There was the sound of a chair being pushed back, followed by an exclamation from Westlake:

“Gad, man, it isn’t pretty, is it — to see your pal making all kinds of an ass of himself!”

He laughed. Then his voice became serious.

“But truly you don’t understand. No man could who hadn’t been in the same boat. Miriam is in my blood — like that damnable African fever. And you can’t get rid of it and you can’t forget it — ever. I know I’m not wanted here: wouldn’t even be missed if I trekked anywhere, but — well, I can’t go.”

“See here,” he went on after a short pause, “to no other man on earth would I tell these things. Do you know that sometimes I am almost ready to pray for Miriam’s death, so that once irrevocably separated from her I can pull myself together and be my own man again.”

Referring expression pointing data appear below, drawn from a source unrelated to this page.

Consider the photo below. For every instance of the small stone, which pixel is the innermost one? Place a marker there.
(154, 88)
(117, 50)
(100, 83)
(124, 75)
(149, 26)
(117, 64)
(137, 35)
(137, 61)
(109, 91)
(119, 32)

Then someone entered the library and the conversation ceased.

That evening Chu Kwong sat long and motionless, absorbed in his thoughts. Knowledge, ideas, suggestions that had come to him from hearing Westlake talking to his friend crowded his brain and bewildered him. One by one he sorted them and weighed them and placed them in their proper relationship. And it seemed to him when he was done that his duty was clear.

Then in his whole being there raged a battle between duty and desire. It lasted until the dawn had lighted up the chimney-pots and paled the stars. It left Chu Kwong exhausted, but around his lips there were lines of purpose and determination.

The next morning he visited Li Sing, importer of teas and spices and perhaps a little of the juice of the yellow poppy.

After he and his host had accomplished the necessary ceremonies of greeting, he came to the purpose of his call.

“Li Sing,” he said, “there is a debt of money that you owe my father.”

The other Chinaman moved his huge bulk uneasily. He coughed behind his hand, shaking his head sadly.

“That is true, O elder brother.”

“And you can pay?”

Li Sing grew still more embarrassed.

“My business is poor, son of an illustrious father, and I have no money.”

Chu Kwong’s eyes narrowed.

“Debts may be paid in other ways than with money,” he suggested.

Li Sing’s face brightened.

“What is it that you wish me to do?”

Chu Kwong leaned over him and whispered a sentence or two into his ear.

The other man sprang to his feet.

“No! No!” he cried. “That is impossible.”

“Why?”

Li Sing stretched forth his hands appealingly.

“But can you not see? There is the danger to my life.”

Chu Kwong, sitting as immovable as an idol, looked at him coldly.

“But there is the danger to your honor if you do not do as I have asked,” he said brutally. “Shall your ancestors lose face because you are a cheat and a coward?”

Then Li Sing fell upon his knees and pleaded. But to all his offers and protestations Chu Kwong turned a deaf ear. His eyes were veiled with the mist of incomprehension, as though he could not understand the other’s words.

At last Li Sing rose. He made a little gesture of defeat.

“I will do as you have ordered,” he said quietly.

“That is well,” Chu Kwong replied.

Then he, too, rose and departed.

III

Chu Kwong again stood humbly before his father.